Revenue Property in Montreal
What is revenue property in Montreal? What does it mean? The meaning revenue in the dictionary says: Yield from property or investment; income. We mean cashflow. Cashflow meaning what is left over once all the variables are subtracted off of the balance sheet. Let us look at what determines cashflow:
First we must look at INCOME: Income is rent, parking, laundry, or other sources. Other sources could be a billboard or renting out the garage. This is called the “Gross Operating Income”, or GOI.
Because the income fluctuates with renters and advertisers coming and going, we subtract an amount for vacancy loss. Most professionals use 5%+ depending on the area. When subtracted from the Gross Operating Income, we are left with the “Effective Gross Income”, EGI.
Second we must look at EXPENSES: Expenses are maintenance, taxes, utilities (heat, electricity, water), insurance, possibly management fees and of course miscellaneous items that pop up.
By adding up all of the above, you have the “Total Operating Expenses”, TOE.
To determine the cashflow of the revenue property you must do the math: By taking the “Effective Gross Income”, EGI and minus the “Total Operating Expenses”, TOE you are left with the “Net Opporating Income”, NOI.
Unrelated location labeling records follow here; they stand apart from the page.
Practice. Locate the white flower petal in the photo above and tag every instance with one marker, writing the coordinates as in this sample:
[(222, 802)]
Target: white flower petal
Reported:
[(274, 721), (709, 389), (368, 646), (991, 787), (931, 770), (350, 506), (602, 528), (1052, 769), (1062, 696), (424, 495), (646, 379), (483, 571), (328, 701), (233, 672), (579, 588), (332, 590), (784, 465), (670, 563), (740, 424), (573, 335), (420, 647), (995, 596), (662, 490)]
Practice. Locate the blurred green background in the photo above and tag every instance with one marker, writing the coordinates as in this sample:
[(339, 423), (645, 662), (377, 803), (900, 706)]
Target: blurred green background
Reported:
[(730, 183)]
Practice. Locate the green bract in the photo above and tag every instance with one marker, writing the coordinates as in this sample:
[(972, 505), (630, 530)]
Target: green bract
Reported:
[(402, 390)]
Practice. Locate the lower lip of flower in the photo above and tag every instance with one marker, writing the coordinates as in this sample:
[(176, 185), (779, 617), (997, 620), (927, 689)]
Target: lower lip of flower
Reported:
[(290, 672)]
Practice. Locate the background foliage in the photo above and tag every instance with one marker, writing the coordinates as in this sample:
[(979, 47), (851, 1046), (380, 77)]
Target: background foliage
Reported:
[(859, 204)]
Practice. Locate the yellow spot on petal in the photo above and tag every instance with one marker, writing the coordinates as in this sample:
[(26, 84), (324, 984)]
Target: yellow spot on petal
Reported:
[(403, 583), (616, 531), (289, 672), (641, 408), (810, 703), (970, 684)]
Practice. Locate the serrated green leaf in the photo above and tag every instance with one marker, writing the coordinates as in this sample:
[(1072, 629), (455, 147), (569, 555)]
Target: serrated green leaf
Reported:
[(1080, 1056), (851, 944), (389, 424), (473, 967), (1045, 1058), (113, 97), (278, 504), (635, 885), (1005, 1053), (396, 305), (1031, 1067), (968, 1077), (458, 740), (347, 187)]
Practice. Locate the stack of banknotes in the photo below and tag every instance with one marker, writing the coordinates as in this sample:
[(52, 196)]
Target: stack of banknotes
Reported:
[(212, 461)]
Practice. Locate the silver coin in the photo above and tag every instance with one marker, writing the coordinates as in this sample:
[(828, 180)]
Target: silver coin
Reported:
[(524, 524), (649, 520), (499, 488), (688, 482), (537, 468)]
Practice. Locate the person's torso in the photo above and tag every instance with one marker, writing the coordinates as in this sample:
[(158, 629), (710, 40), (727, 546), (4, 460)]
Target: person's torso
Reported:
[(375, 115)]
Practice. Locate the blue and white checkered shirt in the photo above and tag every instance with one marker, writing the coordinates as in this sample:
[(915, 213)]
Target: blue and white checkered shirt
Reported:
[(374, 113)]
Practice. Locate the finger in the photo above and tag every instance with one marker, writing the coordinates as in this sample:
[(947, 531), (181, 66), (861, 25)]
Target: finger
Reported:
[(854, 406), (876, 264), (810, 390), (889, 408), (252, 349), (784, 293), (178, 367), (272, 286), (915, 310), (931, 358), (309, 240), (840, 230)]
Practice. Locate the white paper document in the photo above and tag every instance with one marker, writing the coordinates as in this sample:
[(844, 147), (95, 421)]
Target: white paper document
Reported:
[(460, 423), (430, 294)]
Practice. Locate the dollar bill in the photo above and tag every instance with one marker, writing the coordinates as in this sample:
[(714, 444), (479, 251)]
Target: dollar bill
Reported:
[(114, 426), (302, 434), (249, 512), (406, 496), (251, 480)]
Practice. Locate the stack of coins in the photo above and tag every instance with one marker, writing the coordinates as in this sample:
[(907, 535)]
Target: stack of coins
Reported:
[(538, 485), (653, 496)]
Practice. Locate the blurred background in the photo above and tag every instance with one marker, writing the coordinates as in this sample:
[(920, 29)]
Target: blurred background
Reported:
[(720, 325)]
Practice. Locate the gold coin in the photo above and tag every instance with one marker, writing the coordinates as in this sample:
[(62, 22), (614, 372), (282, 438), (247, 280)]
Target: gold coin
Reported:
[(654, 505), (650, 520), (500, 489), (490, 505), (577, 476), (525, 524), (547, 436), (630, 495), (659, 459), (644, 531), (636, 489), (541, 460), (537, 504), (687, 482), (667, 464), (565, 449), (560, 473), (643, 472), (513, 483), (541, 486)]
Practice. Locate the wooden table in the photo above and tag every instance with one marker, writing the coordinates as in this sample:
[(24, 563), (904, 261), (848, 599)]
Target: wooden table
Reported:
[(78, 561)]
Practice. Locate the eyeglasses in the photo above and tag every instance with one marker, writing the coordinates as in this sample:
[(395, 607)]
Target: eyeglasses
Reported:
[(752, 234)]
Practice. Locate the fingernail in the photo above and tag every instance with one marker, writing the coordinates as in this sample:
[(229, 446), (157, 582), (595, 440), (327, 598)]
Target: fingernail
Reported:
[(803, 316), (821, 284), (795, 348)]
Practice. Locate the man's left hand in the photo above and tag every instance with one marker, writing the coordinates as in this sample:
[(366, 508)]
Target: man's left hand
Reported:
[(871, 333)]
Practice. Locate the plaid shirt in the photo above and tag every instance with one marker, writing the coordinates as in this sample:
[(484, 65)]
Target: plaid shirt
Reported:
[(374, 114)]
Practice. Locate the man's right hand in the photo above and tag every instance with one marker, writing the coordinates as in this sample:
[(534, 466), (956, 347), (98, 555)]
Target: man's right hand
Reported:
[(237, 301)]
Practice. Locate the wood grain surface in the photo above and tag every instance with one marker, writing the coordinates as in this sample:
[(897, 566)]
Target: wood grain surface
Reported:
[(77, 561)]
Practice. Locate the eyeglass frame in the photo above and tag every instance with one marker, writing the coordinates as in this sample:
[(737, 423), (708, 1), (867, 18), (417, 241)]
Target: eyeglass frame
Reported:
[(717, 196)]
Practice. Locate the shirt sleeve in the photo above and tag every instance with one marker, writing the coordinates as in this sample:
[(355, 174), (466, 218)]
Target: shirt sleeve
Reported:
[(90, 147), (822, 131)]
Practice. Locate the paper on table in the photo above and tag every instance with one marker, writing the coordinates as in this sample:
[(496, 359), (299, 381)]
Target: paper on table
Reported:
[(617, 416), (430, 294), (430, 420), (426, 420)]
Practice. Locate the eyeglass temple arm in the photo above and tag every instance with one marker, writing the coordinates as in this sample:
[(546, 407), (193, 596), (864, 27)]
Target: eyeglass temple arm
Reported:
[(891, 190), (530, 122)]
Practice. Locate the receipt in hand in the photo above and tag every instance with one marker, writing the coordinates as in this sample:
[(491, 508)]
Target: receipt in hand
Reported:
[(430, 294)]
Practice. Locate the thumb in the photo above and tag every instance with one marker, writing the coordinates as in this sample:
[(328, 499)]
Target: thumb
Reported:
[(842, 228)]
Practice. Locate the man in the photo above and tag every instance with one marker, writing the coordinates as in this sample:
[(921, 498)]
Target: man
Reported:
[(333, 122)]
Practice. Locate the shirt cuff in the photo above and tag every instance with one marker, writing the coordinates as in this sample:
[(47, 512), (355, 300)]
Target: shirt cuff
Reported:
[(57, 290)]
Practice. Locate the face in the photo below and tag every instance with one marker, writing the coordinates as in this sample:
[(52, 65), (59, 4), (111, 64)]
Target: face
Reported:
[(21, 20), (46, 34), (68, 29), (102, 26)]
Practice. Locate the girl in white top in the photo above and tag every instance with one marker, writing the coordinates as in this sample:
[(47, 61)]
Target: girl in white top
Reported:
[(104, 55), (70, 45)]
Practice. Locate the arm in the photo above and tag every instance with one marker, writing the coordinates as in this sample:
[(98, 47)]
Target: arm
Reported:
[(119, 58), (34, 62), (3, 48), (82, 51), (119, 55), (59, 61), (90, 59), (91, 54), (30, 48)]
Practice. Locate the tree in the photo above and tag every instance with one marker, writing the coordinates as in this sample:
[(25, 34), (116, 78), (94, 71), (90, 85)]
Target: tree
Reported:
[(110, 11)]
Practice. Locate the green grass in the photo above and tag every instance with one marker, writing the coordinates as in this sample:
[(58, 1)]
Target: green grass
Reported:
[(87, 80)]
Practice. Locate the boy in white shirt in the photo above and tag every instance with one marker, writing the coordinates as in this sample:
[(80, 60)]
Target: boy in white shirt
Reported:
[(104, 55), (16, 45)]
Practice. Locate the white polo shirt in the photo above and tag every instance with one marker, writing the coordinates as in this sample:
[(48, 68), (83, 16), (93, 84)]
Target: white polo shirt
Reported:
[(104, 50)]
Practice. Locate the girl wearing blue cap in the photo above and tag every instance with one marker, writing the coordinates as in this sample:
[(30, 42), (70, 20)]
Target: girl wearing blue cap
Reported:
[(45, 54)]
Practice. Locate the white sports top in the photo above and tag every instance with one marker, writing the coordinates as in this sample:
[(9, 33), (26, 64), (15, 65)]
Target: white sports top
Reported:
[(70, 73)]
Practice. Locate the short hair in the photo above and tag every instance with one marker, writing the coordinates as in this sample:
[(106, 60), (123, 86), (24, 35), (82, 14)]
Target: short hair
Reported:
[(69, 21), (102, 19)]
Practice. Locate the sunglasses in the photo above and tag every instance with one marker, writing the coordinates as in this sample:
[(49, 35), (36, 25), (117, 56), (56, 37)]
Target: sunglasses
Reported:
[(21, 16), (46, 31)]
The last step to calculate is the “Annual Debt Service”, ADS, which is the yearly sum of all your mortgage payments.
Now we have our formula:
Cashflow = NOI- ADS




Comment by James Bertin
Your website is informative and covers a lot of topics for someone thinking of selling property. It brings up issues one might not think about initially and want to read up in more detail.
It shows that you take your job very seriously and have your clients’ interests at heart.
Keep up the good work!
Posted on May 2, 2006 at 7:49 am
Comment by Ossama Khater
I want to buy a revenue property in Montreal city center, preferably near one of the major universities.